One of Australia’s major super funds, Rest, will put $1 billion into Quinbrook Infrastructure Partners, which is pursuing a number of renewable energy projects across the globe. Rest’s Chief Investment Officer, Andrew Lill, says the company is aiming to provide strong long-term financial returns to its members via next-generation infrastructure in Australia and beyond.
Specifically, Rest is looking to “provide exposure” to assets like as solar and battery projects and green data storage centres, including Quinbrook’s Supernode green data campus in Brisbane – believed to be the largest in the southern hemisphere.
“In a world increasingly reliant on data, and through the global growth in cloud-based technologies and AI, data centres have become big business and demand for this critical infrastructure is expected to accelerate,” Lill said. “Repositories for the storage, management and dissemination of data require significant investments and huge amounts of energy.”
“Maximising their energy efficiency and minimising their environmental impact through our commitment to Quinbrook is just one way we believe we can contribute to strong long-term financial benefits for Rest members, while supporting our objective to achieve a net zero carbon footprint for the fund by 2050,” the Chief Investment Officer added.

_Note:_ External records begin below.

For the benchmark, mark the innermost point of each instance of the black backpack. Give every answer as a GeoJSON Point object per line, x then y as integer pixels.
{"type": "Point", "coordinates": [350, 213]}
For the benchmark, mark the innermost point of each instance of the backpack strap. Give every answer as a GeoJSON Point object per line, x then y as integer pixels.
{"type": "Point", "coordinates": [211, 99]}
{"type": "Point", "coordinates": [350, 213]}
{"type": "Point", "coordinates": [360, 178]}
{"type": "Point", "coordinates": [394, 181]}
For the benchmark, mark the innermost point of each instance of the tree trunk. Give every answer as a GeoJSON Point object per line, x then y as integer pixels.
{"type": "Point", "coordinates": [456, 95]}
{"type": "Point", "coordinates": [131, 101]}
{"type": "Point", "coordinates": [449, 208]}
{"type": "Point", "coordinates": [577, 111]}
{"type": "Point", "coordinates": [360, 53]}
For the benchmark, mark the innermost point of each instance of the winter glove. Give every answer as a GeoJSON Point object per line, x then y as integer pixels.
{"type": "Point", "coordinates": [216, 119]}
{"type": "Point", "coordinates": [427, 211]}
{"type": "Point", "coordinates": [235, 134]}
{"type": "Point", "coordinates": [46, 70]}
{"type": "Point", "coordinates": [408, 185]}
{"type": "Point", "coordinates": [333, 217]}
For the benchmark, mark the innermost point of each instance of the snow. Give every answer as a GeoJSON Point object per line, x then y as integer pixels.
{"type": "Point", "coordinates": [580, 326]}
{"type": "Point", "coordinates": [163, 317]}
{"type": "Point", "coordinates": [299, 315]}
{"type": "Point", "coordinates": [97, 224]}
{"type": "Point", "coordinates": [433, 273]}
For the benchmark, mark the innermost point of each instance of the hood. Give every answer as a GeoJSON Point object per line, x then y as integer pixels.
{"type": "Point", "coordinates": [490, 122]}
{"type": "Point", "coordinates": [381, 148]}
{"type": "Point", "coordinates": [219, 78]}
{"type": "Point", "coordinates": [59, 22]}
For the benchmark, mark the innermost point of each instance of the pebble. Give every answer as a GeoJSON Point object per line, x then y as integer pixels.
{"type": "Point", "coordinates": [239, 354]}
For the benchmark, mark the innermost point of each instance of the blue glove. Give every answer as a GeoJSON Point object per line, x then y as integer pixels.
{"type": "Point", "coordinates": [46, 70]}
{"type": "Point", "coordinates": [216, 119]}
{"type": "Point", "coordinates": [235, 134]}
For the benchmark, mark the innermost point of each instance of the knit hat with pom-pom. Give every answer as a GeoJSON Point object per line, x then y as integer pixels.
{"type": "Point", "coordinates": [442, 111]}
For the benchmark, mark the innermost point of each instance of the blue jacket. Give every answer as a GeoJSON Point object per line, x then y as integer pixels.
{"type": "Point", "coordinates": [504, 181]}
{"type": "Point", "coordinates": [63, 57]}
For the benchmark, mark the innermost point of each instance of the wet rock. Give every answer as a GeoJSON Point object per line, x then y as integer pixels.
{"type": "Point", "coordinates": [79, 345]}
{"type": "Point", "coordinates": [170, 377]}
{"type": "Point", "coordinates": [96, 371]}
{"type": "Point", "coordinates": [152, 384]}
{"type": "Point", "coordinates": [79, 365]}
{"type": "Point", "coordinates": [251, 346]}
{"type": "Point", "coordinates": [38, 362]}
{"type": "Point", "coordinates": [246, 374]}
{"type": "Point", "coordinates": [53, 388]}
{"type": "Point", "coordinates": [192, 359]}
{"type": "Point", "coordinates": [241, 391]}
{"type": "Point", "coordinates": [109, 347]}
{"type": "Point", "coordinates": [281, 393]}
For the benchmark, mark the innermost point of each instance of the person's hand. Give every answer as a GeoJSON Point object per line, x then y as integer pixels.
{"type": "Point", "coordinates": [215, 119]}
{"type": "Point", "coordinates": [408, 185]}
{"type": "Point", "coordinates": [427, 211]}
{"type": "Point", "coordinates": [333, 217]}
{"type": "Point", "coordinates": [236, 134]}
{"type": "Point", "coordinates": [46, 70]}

Superannuation funds have emerged as some of the strongest investment vehicles for accelerating – or decelerating – the energy transition. In separate news, Origin shareholders have now cast their votes to decide on the company’s acquisition by Canadian giant Brookfield.
Origin will hold a meeting on Thursday November 23 revealing its future. The acquisition has been loudly opposed by superfund and shareholder AustralianSuper, which has reportedly upped its stake in Origin to 17.5% over the last weeks in its campaign to block the deal. Brookfield’s takeover has hinged on a promise to invest more than $20 billion into transitioning Origin’s fleet to renewables.